The extended detention of a young Egyptian who came to be known to many as the "anti-torture t-shirt" detainee is "illegal", say 13 human rights organizations.
In a joint statement issued Tuesday, the rights groups strongly condemned the court decision on February 7 to extend the detention of Mahmoud Mohamed Hussein who has been in detention since January 25, 2014 which marked the third anniversary of the 2011 uprising.
Just a high-school student, Hussein, 20, has won over the sympathy of many because he was arrested while wearing a campaign shirt for an anti-torture group, called Nation Without Torture.
Last month, the duration of his detention exceeded two years, which is the pre-trial detention limit set by Egyptian law.
Hussein is accused of belonging to a terrorist organization, possessing explosives, protesting and inciting protest, according to lawyer Mokhtar Mounir from the Association of Freedom of Thought and Expression (AFTE).
Mounir, Hussein's defense lawyer, filed a complaint with the Supreme Judicial Council, protesting Hussein's renewed detention, which was extended by 45 days in breach of article 143 of the code of criminal procedures.

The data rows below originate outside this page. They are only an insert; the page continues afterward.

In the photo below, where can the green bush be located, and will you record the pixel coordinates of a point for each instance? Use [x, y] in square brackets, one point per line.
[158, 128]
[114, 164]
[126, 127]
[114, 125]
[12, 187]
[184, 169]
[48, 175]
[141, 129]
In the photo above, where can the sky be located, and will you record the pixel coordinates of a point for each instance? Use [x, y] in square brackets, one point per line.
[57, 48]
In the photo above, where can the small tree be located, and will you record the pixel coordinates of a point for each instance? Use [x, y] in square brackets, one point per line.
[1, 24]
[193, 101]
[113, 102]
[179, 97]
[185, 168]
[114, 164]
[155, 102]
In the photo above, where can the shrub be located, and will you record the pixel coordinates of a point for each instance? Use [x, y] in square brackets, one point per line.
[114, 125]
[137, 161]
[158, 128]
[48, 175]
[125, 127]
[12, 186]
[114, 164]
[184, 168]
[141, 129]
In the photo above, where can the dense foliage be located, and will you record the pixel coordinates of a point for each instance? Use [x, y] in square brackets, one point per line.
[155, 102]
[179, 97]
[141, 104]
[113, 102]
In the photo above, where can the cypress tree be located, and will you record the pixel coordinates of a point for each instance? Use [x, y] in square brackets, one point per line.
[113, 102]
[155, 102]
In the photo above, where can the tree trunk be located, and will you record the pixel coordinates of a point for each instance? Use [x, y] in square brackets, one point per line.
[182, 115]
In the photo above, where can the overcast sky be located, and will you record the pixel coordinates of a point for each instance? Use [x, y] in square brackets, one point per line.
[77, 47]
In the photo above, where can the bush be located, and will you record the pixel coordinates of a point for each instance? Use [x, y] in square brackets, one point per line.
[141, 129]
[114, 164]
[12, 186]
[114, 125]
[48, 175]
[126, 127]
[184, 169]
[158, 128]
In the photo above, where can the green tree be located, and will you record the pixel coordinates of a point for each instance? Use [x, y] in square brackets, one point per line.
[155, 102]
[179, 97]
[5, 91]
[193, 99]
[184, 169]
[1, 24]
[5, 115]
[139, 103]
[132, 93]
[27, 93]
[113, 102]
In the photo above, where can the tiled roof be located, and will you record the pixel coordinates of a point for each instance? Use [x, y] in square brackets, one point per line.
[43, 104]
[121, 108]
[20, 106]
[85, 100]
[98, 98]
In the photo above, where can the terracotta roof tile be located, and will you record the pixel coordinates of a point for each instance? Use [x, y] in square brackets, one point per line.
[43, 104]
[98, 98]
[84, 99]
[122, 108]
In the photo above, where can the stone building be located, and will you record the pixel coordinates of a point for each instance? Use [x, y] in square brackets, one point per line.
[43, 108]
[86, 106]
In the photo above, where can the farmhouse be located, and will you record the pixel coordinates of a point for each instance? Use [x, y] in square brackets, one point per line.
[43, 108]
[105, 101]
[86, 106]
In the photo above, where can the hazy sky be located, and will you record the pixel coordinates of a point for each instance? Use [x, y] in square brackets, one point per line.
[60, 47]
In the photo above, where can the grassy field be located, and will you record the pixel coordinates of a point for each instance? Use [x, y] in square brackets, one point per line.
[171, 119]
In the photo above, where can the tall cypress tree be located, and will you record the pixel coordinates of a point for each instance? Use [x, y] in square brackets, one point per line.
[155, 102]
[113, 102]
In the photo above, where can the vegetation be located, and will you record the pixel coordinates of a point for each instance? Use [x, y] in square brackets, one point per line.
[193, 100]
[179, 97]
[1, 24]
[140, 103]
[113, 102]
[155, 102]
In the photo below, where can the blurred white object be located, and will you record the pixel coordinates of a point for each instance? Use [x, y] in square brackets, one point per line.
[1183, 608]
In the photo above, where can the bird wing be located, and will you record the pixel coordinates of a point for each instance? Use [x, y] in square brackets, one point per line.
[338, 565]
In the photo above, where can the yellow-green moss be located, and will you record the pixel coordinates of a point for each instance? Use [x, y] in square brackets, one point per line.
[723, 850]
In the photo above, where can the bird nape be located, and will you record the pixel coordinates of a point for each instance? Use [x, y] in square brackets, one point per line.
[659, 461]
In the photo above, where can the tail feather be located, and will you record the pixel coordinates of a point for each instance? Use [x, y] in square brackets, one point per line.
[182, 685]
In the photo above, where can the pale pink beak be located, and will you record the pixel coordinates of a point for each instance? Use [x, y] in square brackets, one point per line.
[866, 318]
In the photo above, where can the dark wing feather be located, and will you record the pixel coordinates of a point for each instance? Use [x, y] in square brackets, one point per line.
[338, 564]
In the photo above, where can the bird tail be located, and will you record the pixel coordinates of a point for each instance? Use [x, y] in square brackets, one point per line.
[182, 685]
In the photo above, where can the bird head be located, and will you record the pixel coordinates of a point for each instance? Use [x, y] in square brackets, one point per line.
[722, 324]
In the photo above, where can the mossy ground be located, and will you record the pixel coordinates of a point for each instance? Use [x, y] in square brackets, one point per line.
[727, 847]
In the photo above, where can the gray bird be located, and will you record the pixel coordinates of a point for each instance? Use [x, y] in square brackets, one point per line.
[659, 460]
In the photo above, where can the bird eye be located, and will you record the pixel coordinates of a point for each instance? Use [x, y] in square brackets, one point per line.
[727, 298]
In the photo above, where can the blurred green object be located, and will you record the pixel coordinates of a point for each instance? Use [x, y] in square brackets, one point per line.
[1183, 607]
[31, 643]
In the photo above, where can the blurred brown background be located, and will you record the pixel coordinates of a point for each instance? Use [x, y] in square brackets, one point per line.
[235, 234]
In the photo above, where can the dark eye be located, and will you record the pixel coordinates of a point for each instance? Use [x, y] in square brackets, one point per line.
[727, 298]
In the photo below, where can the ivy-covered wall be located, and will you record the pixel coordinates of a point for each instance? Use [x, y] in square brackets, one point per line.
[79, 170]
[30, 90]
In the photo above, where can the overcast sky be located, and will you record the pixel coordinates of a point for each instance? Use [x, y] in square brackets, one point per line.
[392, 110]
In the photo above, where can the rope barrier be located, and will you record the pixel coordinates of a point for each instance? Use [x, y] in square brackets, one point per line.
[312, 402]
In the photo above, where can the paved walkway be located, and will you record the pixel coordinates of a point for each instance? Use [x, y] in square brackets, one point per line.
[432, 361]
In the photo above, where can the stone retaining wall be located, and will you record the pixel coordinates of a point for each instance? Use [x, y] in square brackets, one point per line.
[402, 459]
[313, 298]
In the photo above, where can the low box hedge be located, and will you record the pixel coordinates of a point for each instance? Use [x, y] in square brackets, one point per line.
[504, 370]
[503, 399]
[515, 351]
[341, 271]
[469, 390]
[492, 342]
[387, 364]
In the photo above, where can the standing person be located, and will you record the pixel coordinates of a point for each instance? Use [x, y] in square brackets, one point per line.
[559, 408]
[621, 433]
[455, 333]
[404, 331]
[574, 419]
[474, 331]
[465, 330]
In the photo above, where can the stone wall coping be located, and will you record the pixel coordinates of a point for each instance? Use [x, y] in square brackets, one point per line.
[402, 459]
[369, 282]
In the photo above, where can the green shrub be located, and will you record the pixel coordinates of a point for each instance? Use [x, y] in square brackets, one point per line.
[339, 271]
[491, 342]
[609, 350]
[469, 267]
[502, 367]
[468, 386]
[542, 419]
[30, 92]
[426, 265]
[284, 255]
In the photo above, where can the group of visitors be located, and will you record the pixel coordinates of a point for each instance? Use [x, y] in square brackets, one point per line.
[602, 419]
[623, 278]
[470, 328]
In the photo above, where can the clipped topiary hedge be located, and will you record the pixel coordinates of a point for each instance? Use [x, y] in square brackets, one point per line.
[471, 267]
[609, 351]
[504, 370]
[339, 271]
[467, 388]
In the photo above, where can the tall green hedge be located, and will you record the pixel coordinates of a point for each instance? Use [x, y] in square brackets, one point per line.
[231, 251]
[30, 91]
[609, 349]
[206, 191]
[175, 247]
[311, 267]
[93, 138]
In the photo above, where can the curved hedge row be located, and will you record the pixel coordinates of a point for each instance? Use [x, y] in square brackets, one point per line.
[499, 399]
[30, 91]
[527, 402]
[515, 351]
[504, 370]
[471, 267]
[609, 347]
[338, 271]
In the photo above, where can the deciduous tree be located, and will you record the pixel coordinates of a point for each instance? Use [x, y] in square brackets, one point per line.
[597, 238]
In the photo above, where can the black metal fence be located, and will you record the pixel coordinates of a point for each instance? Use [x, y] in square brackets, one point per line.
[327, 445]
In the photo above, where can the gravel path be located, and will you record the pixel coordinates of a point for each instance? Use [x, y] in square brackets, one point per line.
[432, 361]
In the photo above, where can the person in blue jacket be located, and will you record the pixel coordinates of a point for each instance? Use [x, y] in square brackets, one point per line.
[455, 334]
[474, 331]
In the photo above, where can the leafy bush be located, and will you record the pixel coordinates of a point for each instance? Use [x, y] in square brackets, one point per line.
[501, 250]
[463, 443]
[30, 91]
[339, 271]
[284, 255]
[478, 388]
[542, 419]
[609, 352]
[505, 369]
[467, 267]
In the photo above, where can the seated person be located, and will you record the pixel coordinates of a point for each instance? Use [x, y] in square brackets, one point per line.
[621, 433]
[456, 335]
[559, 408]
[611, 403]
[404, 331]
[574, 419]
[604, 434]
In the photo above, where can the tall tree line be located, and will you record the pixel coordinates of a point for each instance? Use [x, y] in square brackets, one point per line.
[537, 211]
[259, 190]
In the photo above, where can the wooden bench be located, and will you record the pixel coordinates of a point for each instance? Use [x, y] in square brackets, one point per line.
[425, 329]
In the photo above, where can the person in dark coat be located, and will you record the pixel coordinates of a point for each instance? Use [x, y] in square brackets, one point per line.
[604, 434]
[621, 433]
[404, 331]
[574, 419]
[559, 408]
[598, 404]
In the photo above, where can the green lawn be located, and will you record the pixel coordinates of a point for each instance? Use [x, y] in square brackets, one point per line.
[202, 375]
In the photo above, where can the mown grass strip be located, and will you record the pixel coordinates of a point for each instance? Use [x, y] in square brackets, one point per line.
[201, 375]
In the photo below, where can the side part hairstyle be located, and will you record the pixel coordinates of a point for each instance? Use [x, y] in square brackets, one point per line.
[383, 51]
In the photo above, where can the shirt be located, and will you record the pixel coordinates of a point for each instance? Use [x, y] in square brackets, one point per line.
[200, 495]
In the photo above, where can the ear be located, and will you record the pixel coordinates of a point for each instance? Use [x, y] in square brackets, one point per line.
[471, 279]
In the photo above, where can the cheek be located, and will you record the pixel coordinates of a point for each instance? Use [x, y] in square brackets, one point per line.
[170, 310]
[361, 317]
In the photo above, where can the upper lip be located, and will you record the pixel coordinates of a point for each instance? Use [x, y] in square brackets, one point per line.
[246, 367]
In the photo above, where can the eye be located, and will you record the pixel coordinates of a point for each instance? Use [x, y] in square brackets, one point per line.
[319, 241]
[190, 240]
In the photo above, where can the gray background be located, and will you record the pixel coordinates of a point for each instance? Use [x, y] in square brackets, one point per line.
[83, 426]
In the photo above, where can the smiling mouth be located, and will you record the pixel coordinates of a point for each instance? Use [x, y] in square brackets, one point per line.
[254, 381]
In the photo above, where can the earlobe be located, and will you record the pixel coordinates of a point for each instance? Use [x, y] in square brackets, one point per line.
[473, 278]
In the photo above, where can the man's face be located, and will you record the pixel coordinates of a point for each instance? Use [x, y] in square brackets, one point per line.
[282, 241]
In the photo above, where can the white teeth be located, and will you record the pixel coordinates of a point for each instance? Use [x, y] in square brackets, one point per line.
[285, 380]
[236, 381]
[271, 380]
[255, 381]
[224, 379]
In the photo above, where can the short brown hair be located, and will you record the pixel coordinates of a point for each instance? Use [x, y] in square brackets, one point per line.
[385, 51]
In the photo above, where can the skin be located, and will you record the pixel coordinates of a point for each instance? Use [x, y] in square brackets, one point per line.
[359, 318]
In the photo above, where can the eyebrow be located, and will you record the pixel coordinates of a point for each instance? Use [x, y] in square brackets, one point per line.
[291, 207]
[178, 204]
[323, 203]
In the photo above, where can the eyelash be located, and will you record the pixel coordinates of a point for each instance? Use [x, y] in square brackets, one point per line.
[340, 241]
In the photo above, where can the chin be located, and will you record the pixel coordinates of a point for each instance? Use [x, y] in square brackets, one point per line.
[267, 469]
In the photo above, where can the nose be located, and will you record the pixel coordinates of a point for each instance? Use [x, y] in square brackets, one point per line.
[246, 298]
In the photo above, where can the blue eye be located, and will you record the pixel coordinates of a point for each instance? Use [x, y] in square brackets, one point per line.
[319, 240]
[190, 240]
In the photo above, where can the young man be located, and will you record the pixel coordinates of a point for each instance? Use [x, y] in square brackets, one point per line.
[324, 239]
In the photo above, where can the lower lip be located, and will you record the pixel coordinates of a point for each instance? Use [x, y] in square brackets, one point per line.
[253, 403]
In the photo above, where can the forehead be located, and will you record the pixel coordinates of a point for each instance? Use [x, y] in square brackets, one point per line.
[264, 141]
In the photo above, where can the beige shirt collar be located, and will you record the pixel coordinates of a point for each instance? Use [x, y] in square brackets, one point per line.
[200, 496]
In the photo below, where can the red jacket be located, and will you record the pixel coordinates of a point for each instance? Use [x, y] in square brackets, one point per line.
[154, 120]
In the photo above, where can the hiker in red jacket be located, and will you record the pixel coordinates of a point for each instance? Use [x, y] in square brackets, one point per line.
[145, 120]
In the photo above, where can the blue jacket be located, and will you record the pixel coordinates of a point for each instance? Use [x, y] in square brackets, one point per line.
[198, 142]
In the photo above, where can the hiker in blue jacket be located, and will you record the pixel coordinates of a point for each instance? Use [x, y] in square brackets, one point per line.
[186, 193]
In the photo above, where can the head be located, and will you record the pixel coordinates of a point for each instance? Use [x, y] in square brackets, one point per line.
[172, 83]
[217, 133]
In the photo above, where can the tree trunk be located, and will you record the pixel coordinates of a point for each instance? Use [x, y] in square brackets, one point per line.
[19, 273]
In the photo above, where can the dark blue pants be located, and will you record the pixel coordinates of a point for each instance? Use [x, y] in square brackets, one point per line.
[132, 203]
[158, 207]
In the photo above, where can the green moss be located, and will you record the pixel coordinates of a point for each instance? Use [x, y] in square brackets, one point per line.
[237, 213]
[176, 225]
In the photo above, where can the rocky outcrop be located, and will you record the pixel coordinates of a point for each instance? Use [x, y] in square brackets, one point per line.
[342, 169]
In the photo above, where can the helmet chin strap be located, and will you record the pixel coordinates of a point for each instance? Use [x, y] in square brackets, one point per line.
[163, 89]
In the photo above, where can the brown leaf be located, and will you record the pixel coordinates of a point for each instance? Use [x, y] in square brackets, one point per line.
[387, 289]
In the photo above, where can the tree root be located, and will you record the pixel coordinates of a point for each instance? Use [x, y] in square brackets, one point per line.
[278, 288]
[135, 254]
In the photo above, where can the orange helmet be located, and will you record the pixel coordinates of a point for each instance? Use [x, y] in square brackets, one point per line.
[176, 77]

Mounir told Aswat Masriya that that Supreme Judicial Council should issue a recommendation to release Hussein or send a memorandum to the public prosecution calling for his release.
Article 143 of the Code of Criminal Procedure states that no person may be held in custody pending investigation or trial for more than two years, in connection with charges carrying a life sentence or death.
"The detention renewal is a clear violation of the law, so we filed a complaint to the highest judicial body in the country, which is entrusted with the supervision of judges and monitoring the implementation of the law," Mounir told Aswat Masriya.
The rights organizations, which include the Egyptian Initiative for Personal Rights and the Cairo Institute for Human Rights Studies, called on the judicial body to consider in a timely manner the complaints and memos it has received regarding Hussein's case. They also called on the prosecution to "check its gross violation of the law" and immediately release Hussein.
"Pretrial detention has become a means to punish and restrict the freedom of defendants who under the constitution and law are innocent until proven guilty," the rights groups said.
Hussein has not been referred to trial, but is being held pending investigation. According to Mounir, when a detainee is referred to court, there is still legal debate regarding the validity of extending the pre-trial detention beyond its limit. However, in the case of Hussein, there is no debate because he has not even been referred to court.
Hussein's older brother Tarek, known as 'Tito', has been campaigning for his brother's release for the past two years. In his latest appearance in a video posted by The Guardian marking the fifth anniversary of the 2011 Uprising, Tarek said that he was proud that people haven’t forgotten Mahmoud.
"Forgetting a prisoner is worse than their imprisonment," Tarek said in the video.
Last month, just a day after Hussein spent two years in detention, Amnesty International said in a statement that he is "is yet another appalling example of the ruthless and repressive tactics Egypt is resorting to in a bid to crush dissent."
The international watchdog says, "Hussein is among more than 700 detainees held for more than two years without being sentenced across the country."